Os preços dos fretes registados nos últimos tempos têm sido objeto de críticas a nível mundial, e encontram-se em valores nunca antes vistos. Para mitigar estes custos, os operadores injetam uma quantidade enorme de equipamento nos seus loop’s, mas depois continuamos com os problemas de congestionamentos e bloqueios na cadeia, que apenas deixam mais equipamento parado, sendo que também os navios adotaram de novo o slow steaming (redução de velocidade), aumentado o número de navios necessários nas rotas, mas tendo alguma redução com os custos de combustíveis, subindo obviamente o tempo de trânsito para o transporte de mercadorias – cerca de mais 20% hoje em dia – e uma vez mais a qualidade do serviço a baixar.

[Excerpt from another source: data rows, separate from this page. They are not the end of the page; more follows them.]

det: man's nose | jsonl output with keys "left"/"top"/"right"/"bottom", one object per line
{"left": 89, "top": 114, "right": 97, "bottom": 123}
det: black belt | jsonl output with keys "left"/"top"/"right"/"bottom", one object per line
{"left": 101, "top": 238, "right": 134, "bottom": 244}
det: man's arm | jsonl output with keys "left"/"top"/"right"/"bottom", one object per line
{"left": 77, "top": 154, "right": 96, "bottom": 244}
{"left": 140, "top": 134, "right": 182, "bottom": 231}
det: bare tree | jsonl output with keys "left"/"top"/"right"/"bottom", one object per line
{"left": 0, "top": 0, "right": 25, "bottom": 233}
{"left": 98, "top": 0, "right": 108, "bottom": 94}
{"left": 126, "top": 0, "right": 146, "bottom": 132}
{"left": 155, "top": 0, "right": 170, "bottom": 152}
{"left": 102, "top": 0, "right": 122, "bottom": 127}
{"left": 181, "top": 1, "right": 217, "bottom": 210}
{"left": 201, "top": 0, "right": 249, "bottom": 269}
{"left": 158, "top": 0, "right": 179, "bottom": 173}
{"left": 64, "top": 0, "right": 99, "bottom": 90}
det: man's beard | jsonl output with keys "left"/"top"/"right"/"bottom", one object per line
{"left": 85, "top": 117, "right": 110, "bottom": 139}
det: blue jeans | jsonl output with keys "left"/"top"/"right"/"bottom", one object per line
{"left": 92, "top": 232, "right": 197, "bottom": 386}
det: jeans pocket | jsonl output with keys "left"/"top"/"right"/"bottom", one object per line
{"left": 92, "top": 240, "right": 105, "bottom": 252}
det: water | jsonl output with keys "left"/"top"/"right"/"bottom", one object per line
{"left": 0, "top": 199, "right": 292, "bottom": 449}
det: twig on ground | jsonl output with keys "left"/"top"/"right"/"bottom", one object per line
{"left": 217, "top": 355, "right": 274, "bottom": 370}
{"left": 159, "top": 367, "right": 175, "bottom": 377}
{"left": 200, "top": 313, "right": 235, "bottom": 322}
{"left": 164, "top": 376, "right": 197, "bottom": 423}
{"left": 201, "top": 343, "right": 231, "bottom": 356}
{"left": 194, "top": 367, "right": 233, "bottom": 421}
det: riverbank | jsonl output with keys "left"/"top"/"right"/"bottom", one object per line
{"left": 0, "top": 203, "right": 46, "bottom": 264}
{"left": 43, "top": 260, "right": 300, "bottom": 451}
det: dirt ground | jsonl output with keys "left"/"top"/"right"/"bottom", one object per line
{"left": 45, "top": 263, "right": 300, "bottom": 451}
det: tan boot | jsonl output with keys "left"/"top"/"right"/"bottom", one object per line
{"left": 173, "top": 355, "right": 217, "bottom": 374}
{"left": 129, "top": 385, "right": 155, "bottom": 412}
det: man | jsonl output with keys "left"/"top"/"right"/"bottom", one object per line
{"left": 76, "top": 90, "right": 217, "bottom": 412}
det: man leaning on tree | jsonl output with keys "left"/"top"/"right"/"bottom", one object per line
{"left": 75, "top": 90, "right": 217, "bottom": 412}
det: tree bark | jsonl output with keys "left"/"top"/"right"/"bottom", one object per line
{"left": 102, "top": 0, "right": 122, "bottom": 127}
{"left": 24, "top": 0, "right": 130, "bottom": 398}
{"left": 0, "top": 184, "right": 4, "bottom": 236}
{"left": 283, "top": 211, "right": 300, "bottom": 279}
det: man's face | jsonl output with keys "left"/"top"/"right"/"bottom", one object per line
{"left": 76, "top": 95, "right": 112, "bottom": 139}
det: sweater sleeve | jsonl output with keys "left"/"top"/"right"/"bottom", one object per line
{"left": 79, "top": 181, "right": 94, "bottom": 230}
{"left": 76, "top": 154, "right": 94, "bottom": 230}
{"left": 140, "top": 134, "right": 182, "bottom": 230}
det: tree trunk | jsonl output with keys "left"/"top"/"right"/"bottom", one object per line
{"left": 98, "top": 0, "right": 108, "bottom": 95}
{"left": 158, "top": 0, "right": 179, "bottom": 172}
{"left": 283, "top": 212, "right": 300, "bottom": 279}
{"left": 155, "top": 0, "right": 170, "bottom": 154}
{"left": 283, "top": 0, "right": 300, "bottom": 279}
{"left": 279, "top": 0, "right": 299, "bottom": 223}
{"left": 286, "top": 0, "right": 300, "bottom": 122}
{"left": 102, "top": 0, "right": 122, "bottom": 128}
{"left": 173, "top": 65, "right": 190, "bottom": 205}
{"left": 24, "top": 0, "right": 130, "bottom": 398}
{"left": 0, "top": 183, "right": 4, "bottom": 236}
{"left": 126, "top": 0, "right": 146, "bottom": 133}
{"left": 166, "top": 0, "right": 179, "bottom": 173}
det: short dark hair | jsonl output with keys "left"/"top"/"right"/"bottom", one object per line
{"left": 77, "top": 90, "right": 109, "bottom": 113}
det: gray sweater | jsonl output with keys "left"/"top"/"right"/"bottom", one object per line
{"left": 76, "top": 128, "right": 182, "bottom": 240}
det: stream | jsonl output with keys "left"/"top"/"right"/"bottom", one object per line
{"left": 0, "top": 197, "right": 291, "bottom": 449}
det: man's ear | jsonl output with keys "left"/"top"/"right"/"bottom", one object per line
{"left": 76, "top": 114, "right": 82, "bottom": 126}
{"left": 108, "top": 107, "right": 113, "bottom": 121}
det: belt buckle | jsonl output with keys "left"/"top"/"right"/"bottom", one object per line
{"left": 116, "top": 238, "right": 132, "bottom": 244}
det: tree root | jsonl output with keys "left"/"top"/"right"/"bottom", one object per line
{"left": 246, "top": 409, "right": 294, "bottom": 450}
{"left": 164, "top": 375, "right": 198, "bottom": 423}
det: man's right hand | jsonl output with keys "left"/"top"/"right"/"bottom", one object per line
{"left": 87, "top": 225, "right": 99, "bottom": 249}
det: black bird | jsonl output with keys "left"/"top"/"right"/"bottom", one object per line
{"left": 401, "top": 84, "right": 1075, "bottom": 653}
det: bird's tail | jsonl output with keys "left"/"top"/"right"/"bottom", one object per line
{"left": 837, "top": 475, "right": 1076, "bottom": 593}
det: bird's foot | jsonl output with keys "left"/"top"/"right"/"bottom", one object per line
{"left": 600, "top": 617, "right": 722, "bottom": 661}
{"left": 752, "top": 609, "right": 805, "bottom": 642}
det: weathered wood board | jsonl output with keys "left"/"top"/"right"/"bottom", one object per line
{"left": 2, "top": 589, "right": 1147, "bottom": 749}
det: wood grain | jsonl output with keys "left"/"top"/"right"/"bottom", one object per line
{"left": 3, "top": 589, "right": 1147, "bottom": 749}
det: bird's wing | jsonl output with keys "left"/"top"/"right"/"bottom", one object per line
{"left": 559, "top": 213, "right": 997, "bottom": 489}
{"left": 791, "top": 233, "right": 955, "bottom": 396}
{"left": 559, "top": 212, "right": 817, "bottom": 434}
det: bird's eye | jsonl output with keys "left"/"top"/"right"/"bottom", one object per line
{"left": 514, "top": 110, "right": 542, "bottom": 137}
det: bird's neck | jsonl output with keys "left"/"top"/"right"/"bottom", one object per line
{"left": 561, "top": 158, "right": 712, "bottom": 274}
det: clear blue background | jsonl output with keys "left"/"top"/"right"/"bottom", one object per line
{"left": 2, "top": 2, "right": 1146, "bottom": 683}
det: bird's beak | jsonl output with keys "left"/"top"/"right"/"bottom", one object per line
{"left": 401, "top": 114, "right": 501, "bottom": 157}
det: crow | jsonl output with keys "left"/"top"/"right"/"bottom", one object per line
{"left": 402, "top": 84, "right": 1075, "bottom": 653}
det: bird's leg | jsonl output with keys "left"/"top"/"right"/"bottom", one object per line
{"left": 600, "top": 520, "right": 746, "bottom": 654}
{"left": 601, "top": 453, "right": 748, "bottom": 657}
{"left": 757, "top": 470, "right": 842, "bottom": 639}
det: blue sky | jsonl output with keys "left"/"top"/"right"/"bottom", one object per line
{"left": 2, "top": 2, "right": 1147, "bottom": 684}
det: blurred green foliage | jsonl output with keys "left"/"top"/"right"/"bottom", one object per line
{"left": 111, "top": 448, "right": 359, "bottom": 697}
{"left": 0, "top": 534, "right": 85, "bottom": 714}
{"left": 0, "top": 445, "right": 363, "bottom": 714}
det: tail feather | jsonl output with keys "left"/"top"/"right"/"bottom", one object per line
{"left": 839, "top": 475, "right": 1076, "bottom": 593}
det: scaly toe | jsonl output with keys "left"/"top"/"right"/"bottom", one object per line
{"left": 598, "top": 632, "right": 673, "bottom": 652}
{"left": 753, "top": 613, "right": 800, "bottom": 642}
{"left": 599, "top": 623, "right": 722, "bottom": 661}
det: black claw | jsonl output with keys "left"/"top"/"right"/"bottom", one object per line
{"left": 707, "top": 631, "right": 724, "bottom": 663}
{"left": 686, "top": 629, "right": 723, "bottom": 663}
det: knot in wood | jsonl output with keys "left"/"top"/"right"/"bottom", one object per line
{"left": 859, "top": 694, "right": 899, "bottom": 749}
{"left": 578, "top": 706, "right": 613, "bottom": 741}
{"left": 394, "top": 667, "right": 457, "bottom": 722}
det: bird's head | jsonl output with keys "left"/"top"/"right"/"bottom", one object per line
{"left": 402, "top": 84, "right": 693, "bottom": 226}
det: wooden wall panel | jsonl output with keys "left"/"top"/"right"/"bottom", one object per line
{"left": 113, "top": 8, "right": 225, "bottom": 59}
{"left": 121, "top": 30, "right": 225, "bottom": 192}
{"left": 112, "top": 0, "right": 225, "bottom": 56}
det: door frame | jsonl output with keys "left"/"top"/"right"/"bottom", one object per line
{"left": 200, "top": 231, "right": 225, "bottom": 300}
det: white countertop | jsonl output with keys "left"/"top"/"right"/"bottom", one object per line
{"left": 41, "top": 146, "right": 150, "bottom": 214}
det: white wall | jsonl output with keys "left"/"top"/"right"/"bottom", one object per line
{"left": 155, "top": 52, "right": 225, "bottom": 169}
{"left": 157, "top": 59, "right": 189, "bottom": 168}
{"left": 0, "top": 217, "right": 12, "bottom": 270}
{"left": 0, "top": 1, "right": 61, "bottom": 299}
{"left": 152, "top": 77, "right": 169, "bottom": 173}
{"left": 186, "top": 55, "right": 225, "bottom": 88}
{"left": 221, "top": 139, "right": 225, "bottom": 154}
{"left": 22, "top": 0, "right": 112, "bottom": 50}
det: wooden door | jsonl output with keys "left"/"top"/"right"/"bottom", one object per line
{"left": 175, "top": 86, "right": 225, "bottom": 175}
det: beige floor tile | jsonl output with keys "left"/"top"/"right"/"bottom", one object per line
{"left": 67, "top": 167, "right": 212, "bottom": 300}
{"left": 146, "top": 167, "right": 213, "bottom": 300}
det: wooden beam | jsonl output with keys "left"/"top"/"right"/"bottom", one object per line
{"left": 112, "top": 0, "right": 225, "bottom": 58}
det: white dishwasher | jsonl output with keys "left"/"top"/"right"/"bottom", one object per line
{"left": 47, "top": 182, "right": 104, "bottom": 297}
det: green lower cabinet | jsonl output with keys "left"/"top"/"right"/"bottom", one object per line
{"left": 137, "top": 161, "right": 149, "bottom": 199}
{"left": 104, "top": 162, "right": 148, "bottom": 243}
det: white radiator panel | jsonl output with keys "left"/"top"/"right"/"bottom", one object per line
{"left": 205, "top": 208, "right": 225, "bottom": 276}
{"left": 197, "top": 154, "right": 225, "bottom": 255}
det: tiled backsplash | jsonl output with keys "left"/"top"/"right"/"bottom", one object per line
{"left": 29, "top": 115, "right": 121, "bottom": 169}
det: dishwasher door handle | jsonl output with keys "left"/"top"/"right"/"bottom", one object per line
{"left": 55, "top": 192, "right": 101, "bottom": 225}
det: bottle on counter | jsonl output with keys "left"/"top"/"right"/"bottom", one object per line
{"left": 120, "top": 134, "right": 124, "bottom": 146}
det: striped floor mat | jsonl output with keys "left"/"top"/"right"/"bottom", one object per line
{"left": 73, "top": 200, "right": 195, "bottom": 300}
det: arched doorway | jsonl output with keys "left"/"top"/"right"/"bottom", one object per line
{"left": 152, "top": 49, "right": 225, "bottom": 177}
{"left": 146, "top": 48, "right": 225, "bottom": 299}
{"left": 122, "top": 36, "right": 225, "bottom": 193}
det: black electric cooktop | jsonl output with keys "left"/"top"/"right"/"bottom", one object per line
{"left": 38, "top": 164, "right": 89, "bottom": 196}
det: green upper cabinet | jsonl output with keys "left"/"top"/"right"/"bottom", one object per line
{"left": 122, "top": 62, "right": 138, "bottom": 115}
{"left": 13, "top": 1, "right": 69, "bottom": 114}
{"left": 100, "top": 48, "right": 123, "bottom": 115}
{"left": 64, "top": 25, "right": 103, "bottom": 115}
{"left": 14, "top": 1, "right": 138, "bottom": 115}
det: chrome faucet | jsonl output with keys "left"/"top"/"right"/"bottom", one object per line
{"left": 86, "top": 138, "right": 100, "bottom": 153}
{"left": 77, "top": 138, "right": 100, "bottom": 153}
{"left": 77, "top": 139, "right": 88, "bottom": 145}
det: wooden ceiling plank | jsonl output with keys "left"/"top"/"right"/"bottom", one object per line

Talvez a falta de escolha atualmente existente, fruto das fusões e aquisições que se têm verificado nos últimos anos no mundo do Shipping, traga nos próximos anos uma nova guerra na regulamentação do mercado por estes operadores de topo, que congregam a quase totalidade do transporte marítimo.
É realmente difícil orquestrar um plano de transporte que, de algum modo, passe ao lado de todos estes constrangimentos, tal como é garantir um transporte que na realidade cumpra todos os requisitos de acondicionamento de cargas, durante o seu trajeto ao longo da cadeia de abastecimento, de modo a garantir a qualidade do serviço contratado de transporte.
A relação da contratação de um serviço, hoje em dia, assenta na maior parte das vezes, como disse, na relação preço/tempo, mas temos que nos habituar a pelo menos ambicionar uma maior qualidade na prestação do serviço. As variáveis existentes são globais, é certo, aumentando assim a incapacidade de controlo das mesmas, mas temos que ser capazes de globalmente ser mais previsíveis e sustentáveis, a julgar pelos pregões que têm sido anunciados pelas instituições mundiais do transporte marítimo.